KEGG pathway analysis identified calcium signalling as the most enriched pathway. Progesterone, an ovarian steroid hormone secreted in the oviduct, activates calcium channels and increases intracellular calcium levels in sperm to promote their hyperactivity . Reportedly, sperm hyperactivity assists in escaping epithelial folds, allowing sperm to reach oocytes . Among the significant DEGs identified by GSEA, ITPR1 and CAMK1D are involved in calcium signalling pathways and associated with fertilization (Fig. 6C and 6E), ITPR1 modulates intracellular calcium ion concentrations during mammalian fertilization ; CAMK1D also serves as a mediator of calcium-dependent cellular processes . We speculate that the predominance of downregulated genes during the luteal phase (Day 12) may indicate their roles being less relevant to fertilization.
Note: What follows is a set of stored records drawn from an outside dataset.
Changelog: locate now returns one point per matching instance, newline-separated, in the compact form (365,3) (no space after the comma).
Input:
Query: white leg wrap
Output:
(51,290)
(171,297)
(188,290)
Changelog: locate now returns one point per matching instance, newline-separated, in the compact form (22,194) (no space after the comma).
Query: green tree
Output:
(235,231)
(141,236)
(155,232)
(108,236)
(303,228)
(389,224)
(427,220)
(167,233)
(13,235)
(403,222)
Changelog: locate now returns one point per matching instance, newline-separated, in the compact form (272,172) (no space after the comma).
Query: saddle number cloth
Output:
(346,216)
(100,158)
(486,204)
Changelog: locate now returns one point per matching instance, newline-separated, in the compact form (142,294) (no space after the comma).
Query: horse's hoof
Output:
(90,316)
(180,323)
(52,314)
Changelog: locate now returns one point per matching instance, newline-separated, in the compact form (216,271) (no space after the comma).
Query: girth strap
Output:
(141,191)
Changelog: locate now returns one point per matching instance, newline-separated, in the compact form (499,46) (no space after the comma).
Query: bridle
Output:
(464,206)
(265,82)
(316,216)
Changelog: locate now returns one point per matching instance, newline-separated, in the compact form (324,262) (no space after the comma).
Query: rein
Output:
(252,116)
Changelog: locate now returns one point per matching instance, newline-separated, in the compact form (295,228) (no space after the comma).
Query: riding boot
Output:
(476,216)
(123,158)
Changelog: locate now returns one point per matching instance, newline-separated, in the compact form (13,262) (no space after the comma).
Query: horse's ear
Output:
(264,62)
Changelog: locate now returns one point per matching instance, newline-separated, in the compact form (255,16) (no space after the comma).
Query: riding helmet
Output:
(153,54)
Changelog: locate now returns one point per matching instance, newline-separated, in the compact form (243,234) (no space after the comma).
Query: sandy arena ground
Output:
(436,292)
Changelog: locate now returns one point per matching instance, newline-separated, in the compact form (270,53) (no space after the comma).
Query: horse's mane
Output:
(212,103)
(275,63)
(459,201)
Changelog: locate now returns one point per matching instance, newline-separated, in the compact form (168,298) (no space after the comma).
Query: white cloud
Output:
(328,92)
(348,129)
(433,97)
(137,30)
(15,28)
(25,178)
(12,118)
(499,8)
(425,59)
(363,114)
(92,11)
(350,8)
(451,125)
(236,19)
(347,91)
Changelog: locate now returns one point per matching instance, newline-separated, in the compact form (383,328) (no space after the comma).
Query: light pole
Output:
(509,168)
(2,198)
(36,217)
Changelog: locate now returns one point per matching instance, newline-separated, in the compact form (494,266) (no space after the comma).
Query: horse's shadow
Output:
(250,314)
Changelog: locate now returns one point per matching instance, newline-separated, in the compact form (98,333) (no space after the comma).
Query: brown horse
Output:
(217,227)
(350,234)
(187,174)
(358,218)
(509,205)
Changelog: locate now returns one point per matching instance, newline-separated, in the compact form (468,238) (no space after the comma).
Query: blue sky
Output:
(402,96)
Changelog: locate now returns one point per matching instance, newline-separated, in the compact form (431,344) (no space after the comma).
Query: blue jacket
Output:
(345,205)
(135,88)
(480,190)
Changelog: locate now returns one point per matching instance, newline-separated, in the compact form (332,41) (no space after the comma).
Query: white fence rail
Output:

As mentioned earlier, oocyte transport is an essential function of the oviduct. In the oviduct, oestrogen and progesterone regulate oocyte transport, cilia beating, and smooth muscle contraction . Cluster profiling revealed a gene involved in calcium signalling pathway that plays a role in the smooth muscle contraction in the oviduct (Fig. 6E). DEGs related to oocyte transport were identified by functional analysis and GSEA: activation of CHRM3 is associated with muscle contraction as the M3 receptor mediates intracellular calcium , while TNNC1 is involved in calcium contractile events by binding with Ca2+ . Downregulation of these genes on Day 12 and observation of smooth muscle relaxation explains why muscle contraction is inhibited in the luteal phase.